Starting yesterday, just _after_ the error codes appearing at the top of any given page -- I encountered whole pages of html code instead of formatted content.  On some pages a few clicks of the refresh button will clear the problem allowing me to see the proper content.  Other times, it is useless and I move on to another page.

Brief snippet of the first several lines from a sample page today:



> Server: Apache/1.3.29 (Unix)
> Cache-Control: private, post-check=0, pre-check=0, max-age=0
> Expires: 0
> Pragma: no-cache
> ...


----------



## rhonda (Jun 17, 2005)

*Still having this problem*

Just a follow-up ... I'm still having this problem when using my preferred browser (Mozilla 1.6).  This problem is _not reproduced_ when using IE.

Can this be repaired?


----------



## Makai Guy (Jun 17, 2005)

I mostly use Firefox 1.0.1 but occasionally use MSIE 6.0.29.

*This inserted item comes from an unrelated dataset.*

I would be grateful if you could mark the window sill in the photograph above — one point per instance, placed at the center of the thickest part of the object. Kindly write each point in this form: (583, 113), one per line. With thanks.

I have never seen this, even when those error codes were being shown a couple of days ago.  

Is anybody else having this same problem?


----------



## Keitht (Jun 17, 2005)

I normally use IE but have composed this using Mozilla Firefox.  Display and operation all as normal.


----------



## rhonda (Jun 17, 2005)

Update: Retested on my laptop using Mozilla 1.7.8 without triggering the same problem.  Guess I'll be updating my desktop PC.

Thanks!


----------



## rhonda (Jun 23, 2005)

*It's baaaaaaack.*

Well ... this evening even my upgraded (Mozilla 1.7.8) client is showing the unformatted pages.

First few lines:





> Server: Apache/1.3.29 (Unix)
> Cache-Control: private, post-check=0, pre-check=0, max-age=0
> Expires: 0
> Pragma: no-cache
> ...


----------